Salted Caramel Sauce

As I sit on my computer writing this, I am enjoying spoonful after spoonful of salted caramel sauce I made a few hours earlier...Yum!

I know how that sounds, but if you'd ever tried this stuff, you would completely understand.

 Before I started this blog a few weeks ago, I would occasionally browse through other food blogs, check out all the great recipes, and get extremely hungry. :)

Out of the many great new recipes I came across, salted caramel was the one that really stuck. I always kept coming across it in one person or another's blog and it always looked unbelievably good. So I had to try it.

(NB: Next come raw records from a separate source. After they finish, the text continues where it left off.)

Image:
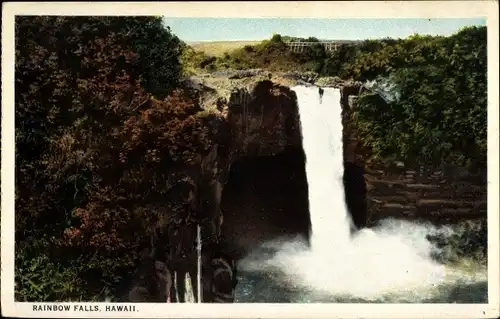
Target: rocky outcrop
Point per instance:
(263, 120)
(252, 120)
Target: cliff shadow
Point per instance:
(355, 193)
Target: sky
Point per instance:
(249, 29)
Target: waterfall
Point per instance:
(369, 263)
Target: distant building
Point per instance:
(329, 45)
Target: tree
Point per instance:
(94, 149)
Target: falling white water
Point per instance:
(394, 259)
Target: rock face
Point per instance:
(263, 120)
(251, 187)
(254, 121)
(406, 191)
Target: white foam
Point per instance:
(394, 258)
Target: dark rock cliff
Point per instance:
(252, 187)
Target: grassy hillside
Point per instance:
(217, 48)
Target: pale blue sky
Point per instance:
(226, 29)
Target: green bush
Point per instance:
(440, 114)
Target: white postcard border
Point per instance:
(339, 9)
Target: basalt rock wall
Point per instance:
(409, 191)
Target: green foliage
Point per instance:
(94, 150)
(440, 114)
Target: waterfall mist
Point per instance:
(391, 262)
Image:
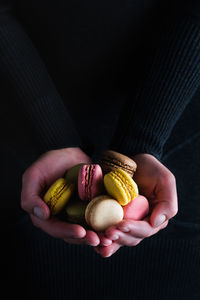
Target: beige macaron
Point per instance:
(103, 212)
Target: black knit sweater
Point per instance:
(60, 59)
(51, 53)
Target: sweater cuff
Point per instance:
(173, 79)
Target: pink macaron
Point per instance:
(90, 181)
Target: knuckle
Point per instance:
(134, 243)
(169, 178)
(174, 211)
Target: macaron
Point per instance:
(90, 181)
(58, 195)
(121, 186)
(75, 211)
(102, 212)
(112, 160)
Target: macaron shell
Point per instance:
(58, 195)
(91, 204)
(120, 186)
(137, 209)
(112, 160)
(115, 188)
(104, 213)
(90, 181)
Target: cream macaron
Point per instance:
(103, 212)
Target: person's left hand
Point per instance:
(158, 185)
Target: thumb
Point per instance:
(31, 202)
(165, 205)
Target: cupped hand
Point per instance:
(39, 176)
(158, 185)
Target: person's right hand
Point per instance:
(40, 175)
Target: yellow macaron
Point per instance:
(120, 185)
(58, 195)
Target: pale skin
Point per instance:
(154, 180)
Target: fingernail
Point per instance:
(107, 243)
(160, 220)
(114, 237)
(124, 229)
(38, 212)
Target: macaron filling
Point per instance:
(56, 194)
(120, 180)
(88, 180)
(114, 163)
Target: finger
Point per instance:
(124, 239)
(59, 229)
(166, 204)
(31, 202)
(137, 209)
(104, 241)
(107, 251)
(91, 238)
(140, 229)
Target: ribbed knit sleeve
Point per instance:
(170, 84)
(36, 95)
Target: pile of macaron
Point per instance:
(95, 195)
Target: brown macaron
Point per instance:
(112, 160)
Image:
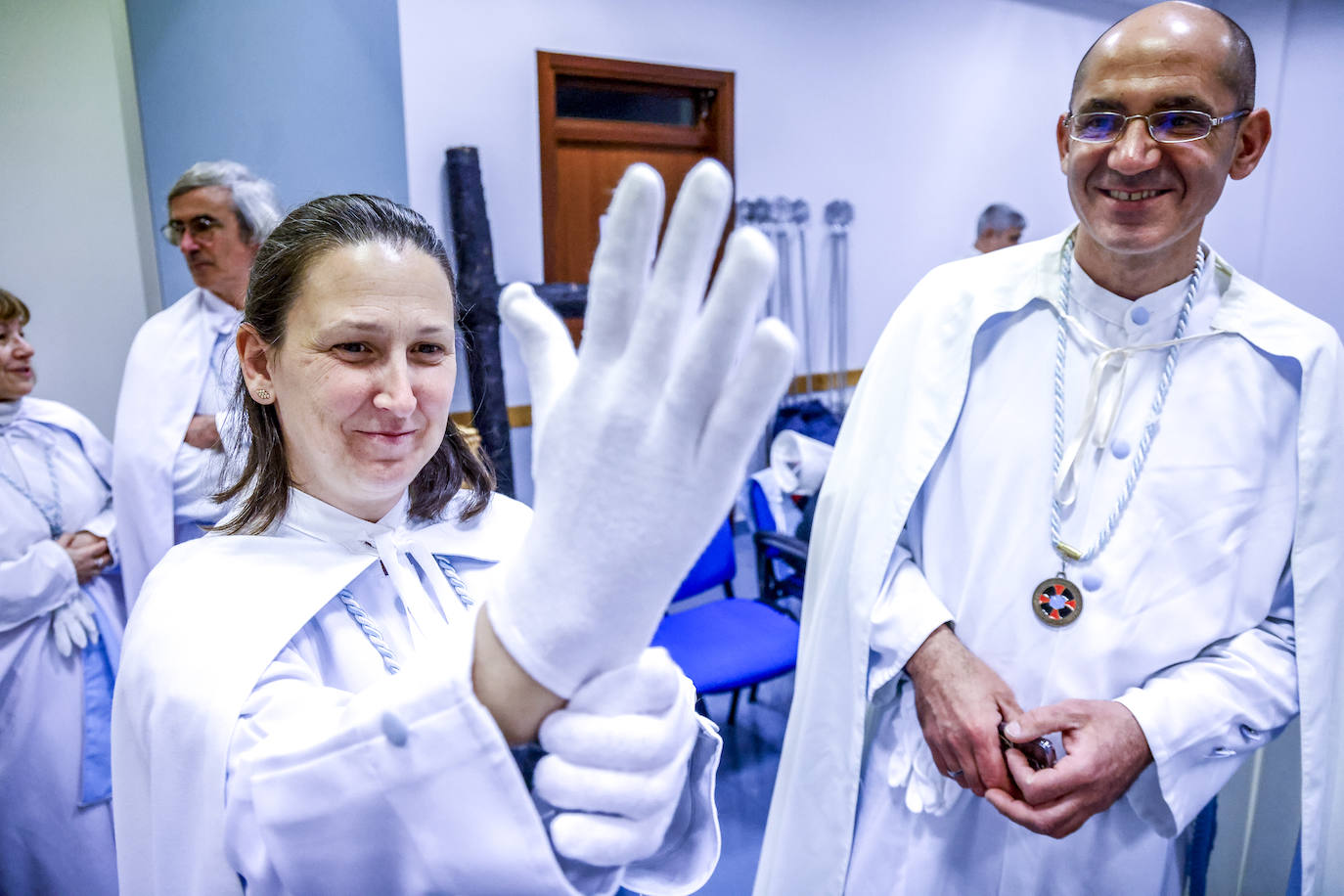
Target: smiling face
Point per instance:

And boy did it live up to the hype. (I wouldn't be eating it out of the jar if it didn't.) It's lightly sweet, with a perfect punch of sea salt that makes you wish you'd made an even bigger batch, just so you have enough to put on everything in your pantry. Yeah, it's that incredible.

Salted Caramel Sauce
Recipe adapted from Recipe girl's salted caramel sauce
  • 1/2 cup water
  • 1 1/2 cups white sugar
  • 1 1/2 Tbs butter
  • 1 1/4 tsp vanilla extract
  • 3/4 tsp sea salt
In a medium saucepan over medium-high heat, combine the sugar and water together and whisk. Let the mixture boil and stop stirring. Shake the pan back and forth, every minute or so and wait until the sugar turns an amber color, about 15 minutes. Once it is amber-colored, immediately take the saucepan off the heat and add the heavy cream and butter. Stir. Add the vanilla extract and the sea salt and mix together. Let cool, then serve with fruit, ice cream, or pie! Enjoy! Makes about 1 cup.